Sílvio Bernardes
Os dias pareciam mais cinzentos e sem brilho, mas as noites, ah, as noites, eram claras e de lua bonita. Eram os tempos de quaresma de antigamente. A quaresma vinha sempre depois do carnaval, que era um tempo de alegria e de muitas lembranças legais, já os longos dias que vinham depois… Na quaresma a gente ficava assim meio diferente, as brincadeiras eram mais comedidas e as maldades, próprias da molecada, não eram tão grandiosas. O povo mais velho tinha muito respeito e muita cisma com aquela época e no final desse período acontecia a semana santa, a morte e a paixão de cristo que entristeciam toda a cristandade. “Tempo de coisas sagradas, de guardar os dias para os jejuns, as penitências, as novenas e o pensamento no bem”, pediam os mais velhos. “Menino, olhe as palavras, bate nessa boca porca antes que a mão não chega!”. Creio que a época pedia que a gente andasse na linha e evitasse maiores desatinos. E, de vez em quando, a molecada respeitava isso. Ou fingia que o fazia porque boa bisca a gente não era.
Os quintais viviam cheios de goiabeiras – e de goiabas deliciosas, brancas e vermelhas. A meninada adorava aquelas frutas, mas, dizem, os lobisomens também apreciavam as mais bitelas e apetitosas frutas da goiabeira. De manhã, na quaresma, os quintais amanheciam repletos de marcas da passagem do lobisomem por aquele lugar: pedaços de goiaba esparramados, folhas amassadas, galhos quebrados e pelos (e pegadas) do bicho pelo chão. “Juro que vi, por essa luz que está alumiando o dia. Era um baita assim, sô!”.

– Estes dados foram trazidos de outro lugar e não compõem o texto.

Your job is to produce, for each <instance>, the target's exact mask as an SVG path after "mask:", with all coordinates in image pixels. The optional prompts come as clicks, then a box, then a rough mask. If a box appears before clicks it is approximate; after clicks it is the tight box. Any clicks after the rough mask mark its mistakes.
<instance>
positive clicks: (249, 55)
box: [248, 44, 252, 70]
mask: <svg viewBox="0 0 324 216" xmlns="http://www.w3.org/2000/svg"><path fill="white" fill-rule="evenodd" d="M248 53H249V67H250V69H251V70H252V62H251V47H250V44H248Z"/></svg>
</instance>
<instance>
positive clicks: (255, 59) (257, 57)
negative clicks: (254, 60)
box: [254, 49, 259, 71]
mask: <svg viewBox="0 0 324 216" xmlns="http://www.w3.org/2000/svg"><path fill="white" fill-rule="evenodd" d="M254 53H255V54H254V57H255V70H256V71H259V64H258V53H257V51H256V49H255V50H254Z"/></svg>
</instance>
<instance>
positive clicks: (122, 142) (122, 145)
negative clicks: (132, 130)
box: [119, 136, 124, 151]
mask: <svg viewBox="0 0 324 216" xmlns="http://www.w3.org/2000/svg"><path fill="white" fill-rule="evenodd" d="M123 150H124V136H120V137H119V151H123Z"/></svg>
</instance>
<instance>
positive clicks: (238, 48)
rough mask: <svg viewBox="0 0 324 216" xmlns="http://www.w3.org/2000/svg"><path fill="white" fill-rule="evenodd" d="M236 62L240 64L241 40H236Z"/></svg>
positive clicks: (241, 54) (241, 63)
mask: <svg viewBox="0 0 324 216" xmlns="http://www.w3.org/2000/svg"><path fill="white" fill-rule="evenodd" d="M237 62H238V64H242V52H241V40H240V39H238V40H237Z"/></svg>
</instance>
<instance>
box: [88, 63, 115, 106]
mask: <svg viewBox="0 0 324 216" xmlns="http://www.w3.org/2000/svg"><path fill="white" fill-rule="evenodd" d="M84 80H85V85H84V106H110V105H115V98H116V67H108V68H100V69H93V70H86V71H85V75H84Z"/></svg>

Um povo contava uma história de arrepiar. Teria sido numa encomendação de alma. Um grupo de devotos saía às ruas à noite (de quaresma) para encomendar almas que “não foram nem para o céu e nem para o inferno, mas que permanecem no purgatório”, batendo matraca e tudo mais. Ao ouvir a movimentação do grupo e o som da matraca, a mãe pedira ao rapaz para não olhar, não abrir a janela, ficar dentro de casa apenas rezando. Mas o moço, curioso, abriu a janela e um daqueles devotos da procissão se aproximou, olhou-o com um olhar frio e inquiridor. E lhe entregou uma vela. Dentro de casa, o rapaz se deu conta de que aquilo não era uma vela, mas um osso de gente. No outro dia, ainda com muito medo, o jovem foi à igreja e contou tudo ao padre que benzeu aquele osso e o orientou que deveria fazer. Levar o osso ao cemitério e enterrá-lo, debaixo de muitas orações em socorro das almas sofredoras.
E foi uma senhora de um grupo desses que saía a encomendar almas que contou que numa noite de lua clara algo diferente aconteceu. Toda aquela gente viu passar por entre eles um enorme porco que conduzia impassível uma ninhada de pintinhos. “Só de lembrar meu corpo até arrepia. Ninguém falou nada, ajoelhamos ali mesmo e rezamos pra afastar o coisa ruim”.